CoNP may be taking a “back to the future” approach soon.
During the period when Ruth Beier was mayor, just before Covid-19 reached East Lansing, a movement formed at CoNP to return to something like the original model – with the neighborhood reps functioning as the agenda-setters for meetings. Beier was supportive of that idea.
Since then, a small group of long-time CoNP reps have been discussing development of a new approach. That group has included Raymond Vlasin of Harrison Meadows, Ruth Stump of Red Cedar, Barb McMillan of Chartwell Condominiums, Ralph Monsma of Pinecrest, and Anne Hill of Hawk Nest. They are planning to bring forward their recommendations soon, according to a communication to ELi from Vlasin. (Read it here.)
To get hard data about things like housing and political representation in East Lansing, Hill has independently been tracking the public qualified voter rolls and property records of East Lansing and has confirmed that there are thousands of year-round East Lansing residents effectively unrepresented at CoNP. Besides those already mentioned, she notes that there’s a swath of residences that include Hidden Tree and the complexes just east of there, north of Saginaw Street, between Harrison and Abbot Roads.

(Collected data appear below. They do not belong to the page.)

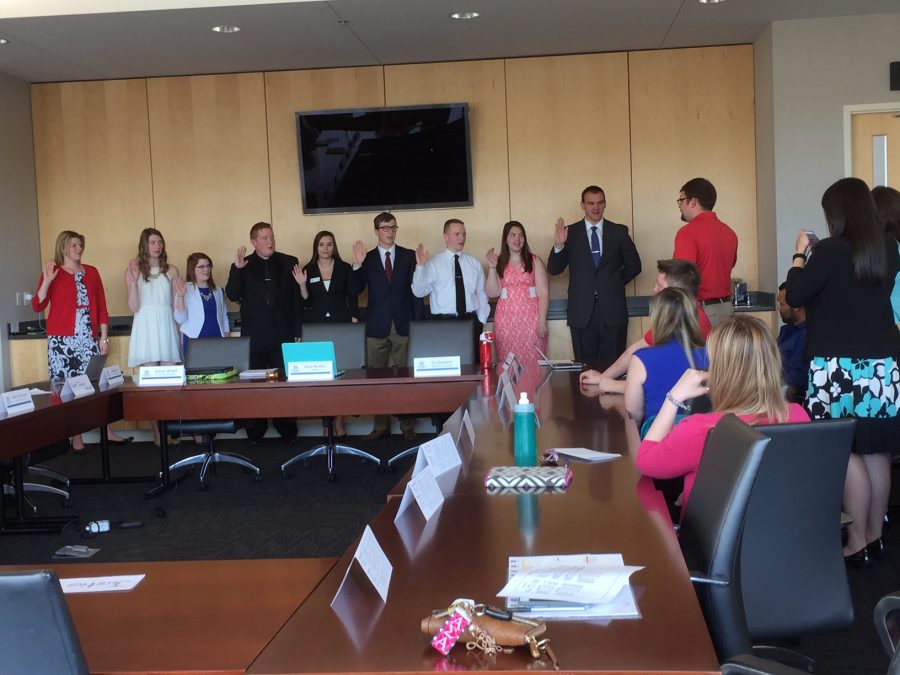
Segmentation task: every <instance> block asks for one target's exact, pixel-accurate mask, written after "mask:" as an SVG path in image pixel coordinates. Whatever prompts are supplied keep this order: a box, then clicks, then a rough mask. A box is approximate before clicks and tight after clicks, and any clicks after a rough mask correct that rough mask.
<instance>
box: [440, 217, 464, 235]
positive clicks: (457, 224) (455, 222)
mask: <svg viewBox="0 0 900 675" xmlns="http://www.w3.org/2000/svg"><path fill="white" fill-rule="evenodd" d="M451 225H463V226H465V223H464V222H463V221H461V220H460V219H459V218H450V219H449V220H447V221H446V222H445V223H444V234H447V231H448V230H449V229H450V226H451Z"/></svg>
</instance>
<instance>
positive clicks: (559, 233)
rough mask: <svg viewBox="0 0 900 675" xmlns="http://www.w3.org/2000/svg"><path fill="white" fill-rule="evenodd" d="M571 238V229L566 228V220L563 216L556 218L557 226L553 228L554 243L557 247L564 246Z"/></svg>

Also missing representation at CoNP and the City’s Neighborhoods map are relatively new subdivisions in the City’s Northern Tier, including Eagle Eye and Falcon Pointe and the Villas at Stratford Place.

CoNP has always been treated as an “open meeting” in practice; no one has been turned away from attending.
This means it is easy for a person who believes they represent a neighborhood to attend, participate, and convey information from the meeting.
In conjunction with this article, Hill told ELi that anyone who wants to be brought up to speed and connected to CoNP can reach out to her by contacting ELi and letting us know to connect them. She has said she is also happy to help people learn what they’ve missed and to convey questions and concerns.
The next meeting of CoNP will be on Monday, Sept. 20, according to Emily Gordon, Assistant to City Council.
Disclosures: Ray Vlasin is ELi’s Board Treasurer and Anne Hill serves on our Community Advisory Board. Alice Dreger has functioned for about ten years as a representative for the Oakwood Historic Neighborhood to CONP.